Together, this will return FHA's capital cushion to the plus side within the year and reduce its need for a bailout, according to HUD.
"We will continue to take aggressive steps to protect FHA's financial health while ensuring that FHA continues to perform its historic role of providing access to homeownership for underserved communities and supporting the housing market during tough economic times," Carol Galante, FHA's acting commissioner, said in a statement.
FHA, however, has made positive predictions in the past only to see its financial condition grow weaker and weaker. A year ago, agency officials said rising home prices and an influx of new loans would restore the fund and prevent the need for an infusion of taxpayer cash.
That prediction proved too rosy. In its statement Thursday, HUD said its home price forecasts are "significantly" lower now as the turnaround happened later than initially projected. Also, the continued decline in interest rates cost FHA revenue as borrowers pay off their mortgages to refinance into lower rates. And, after receiving recommendations from the Government Accountability Office, HUD's Inspector General and others, FHA directed its actuary to change its methodology to better predict how losses affect the value of the reserves.
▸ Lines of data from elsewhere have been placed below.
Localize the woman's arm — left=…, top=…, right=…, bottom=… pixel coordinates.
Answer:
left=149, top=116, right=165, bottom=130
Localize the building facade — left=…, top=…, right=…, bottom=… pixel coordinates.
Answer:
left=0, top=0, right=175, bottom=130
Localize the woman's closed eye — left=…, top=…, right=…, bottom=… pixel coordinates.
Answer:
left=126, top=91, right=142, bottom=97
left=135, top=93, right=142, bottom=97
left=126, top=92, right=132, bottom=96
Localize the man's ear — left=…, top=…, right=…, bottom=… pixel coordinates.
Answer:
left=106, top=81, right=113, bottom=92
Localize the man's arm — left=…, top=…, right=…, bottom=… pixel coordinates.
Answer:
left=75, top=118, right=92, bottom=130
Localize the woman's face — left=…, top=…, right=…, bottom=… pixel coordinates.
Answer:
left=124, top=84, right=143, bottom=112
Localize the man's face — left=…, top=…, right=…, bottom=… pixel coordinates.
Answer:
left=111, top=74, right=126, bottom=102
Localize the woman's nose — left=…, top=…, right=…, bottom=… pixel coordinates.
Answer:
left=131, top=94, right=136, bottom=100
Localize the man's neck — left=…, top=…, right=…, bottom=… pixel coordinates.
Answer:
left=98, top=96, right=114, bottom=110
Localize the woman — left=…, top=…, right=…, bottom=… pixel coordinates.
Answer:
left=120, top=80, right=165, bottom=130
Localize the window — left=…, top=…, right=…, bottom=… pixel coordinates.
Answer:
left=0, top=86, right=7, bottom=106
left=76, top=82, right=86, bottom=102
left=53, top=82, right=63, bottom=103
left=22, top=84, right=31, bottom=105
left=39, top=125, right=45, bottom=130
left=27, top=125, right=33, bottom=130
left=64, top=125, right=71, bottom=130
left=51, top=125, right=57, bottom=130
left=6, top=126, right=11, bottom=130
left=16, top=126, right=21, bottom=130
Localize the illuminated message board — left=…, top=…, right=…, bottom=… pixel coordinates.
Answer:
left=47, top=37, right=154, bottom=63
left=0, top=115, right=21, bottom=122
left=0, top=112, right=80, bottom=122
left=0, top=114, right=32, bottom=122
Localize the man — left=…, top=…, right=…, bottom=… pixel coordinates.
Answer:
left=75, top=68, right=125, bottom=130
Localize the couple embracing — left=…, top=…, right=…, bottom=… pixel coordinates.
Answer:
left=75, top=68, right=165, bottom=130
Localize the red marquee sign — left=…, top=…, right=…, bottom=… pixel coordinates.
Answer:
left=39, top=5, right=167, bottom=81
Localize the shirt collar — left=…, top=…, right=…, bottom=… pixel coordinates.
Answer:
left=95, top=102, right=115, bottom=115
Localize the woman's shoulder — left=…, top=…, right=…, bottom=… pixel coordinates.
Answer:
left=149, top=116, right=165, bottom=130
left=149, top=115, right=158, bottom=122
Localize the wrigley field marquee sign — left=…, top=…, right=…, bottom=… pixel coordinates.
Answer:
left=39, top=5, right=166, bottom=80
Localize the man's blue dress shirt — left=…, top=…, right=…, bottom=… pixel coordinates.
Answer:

Looking to bolster its finances in recent years, the agency has increased its insurance premiums, established minimum credit scores for borrowers, required larger downpayments from those with credit scores below 580 and banned sellers from assisting borrowers with the downpayment. It also created an office of risk management and cracked down on lenders with questionable underwriting processes.
But at the same time delinquencies have been on the rise. Some 9.6% of the loans it backs were in delinquency at the end of September, up from 8.7% a year earlier.
This year's report, however, contains the same types of hopeful estimates, said Ed Pinto, resident fellow at the American Enterprise Institute, a conservative think tank. For instance, it assumes mortgage rates will rise to 6.58% in 2014, roughly double where they are today.